๑۩۞۩๑๑۩۞۩๑๑۩۞۩๑๑ B'ölüm -XV-๑۩۞۩๑๑۩۞۩๑๑۩۞۩๑๑ (B'ölüm 14'den devam)

<.Beyaz> Gayet güzel açıkladığınızı düşünüyorum tarihi süreci ancak "quantum" ne işimize yarayacak ? Yani "bilme" noktasında insanlık tarihi nereye varacak?
<@Cahil_Peri> Bilince ne olacak yani? Onu mu demeye çalışıyorsunuz?
<.Beyaz>Evet ..kesinlikle. Herhangi bir kimseye fiziki dünyanın neden yapılmış olduğunu sorarsanız muhtemelen alacağınız cevap, ‘’madde/matter ve enerji’’ olacaktır. Ancak, bizlerin mühendislik, biyoloji, fizik gibi bilimlerden öğrendiğimiz en önemli şey, bilginin (enformasyonun) çok önemli, hayati bir girdi olduğu..Otomobil fabrikasındaki robota metal ve plastik verilmiştir, ancak aynı robot, kaynak yaparken hangi parçaları kullanacağı kendisine bildirilmezse yararlı hiçbir şey yapamaz, değil mi? Biz şimdi bu quantum meselesini öğrenince nereye varacağız? Bu bilgiyi edinmek bizi "daha mutlu", "daha insan", "daha özel "mi yapacak?

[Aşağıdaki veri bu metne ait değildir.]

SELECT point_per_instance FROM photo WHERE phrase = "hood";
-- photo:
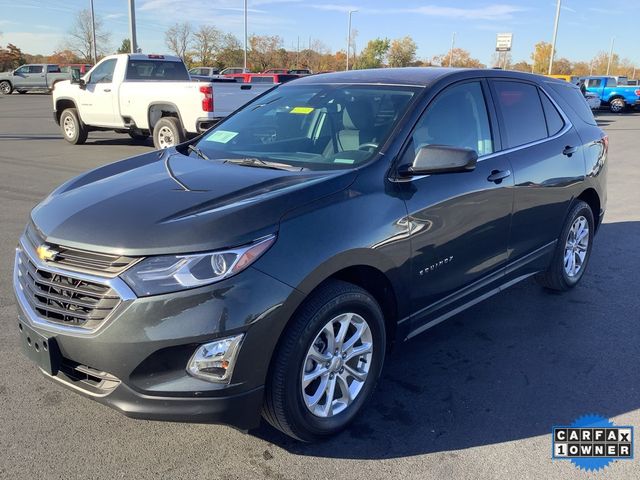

<@Cahil_Peri> Aslına bakarsan ben hiç bu açıdan düşünmemiştim. Haklısın galba. Karınca sürüleri gibi sürekli bir yerlerden bir yerlere bir şeyler taşıyoruz. Amaçsızca..Öğrendiğimiz şeyin bizi nereye taşıyacağını bilmiyorsak, öğrenmenin de anlamı kalmıyor :S. Bak şimdi, kendimi sırtında bir dağ taşıyan küçücük bir karınca kibrinde hissettim. "A ne güzel dağ taşıyorum, taşıyabiliyorum..."E ama biri çıkıp da ,"be güzel kardeşim bu dağı taşıyorsun da neden taşıyorsun, ne işine yarayacak neye hizmet edecek bu dağı taşıman?" , diye sorsa verebileceğim bir cevabım yok :(
<£neverturns> Aslında bütün bu öğrenmeler belki de evreni anlamak içindir. Zaten belki de öğrenmenin bir sınırı da vardır.Princeton Üniversitesinden John A.Wheeler’ın başlattığı yeni bir akım, fiziki dünyayı tümüyle bilgiden yapılmış olarak görmekte ve de enerji ile matter/maddeyi incidental (ikinci dereceden bir olgu) olarak kabul etmekte.. Bu görüş, bazı sorulara yeni bir bakış getirmektedir. Örneğin, hard disk drivelardaki bilgi depolama kapasitesi çok hızlı bir artış gösteriyor. Fakat bu gelişme ne zaman, hangi noktada duracaktır?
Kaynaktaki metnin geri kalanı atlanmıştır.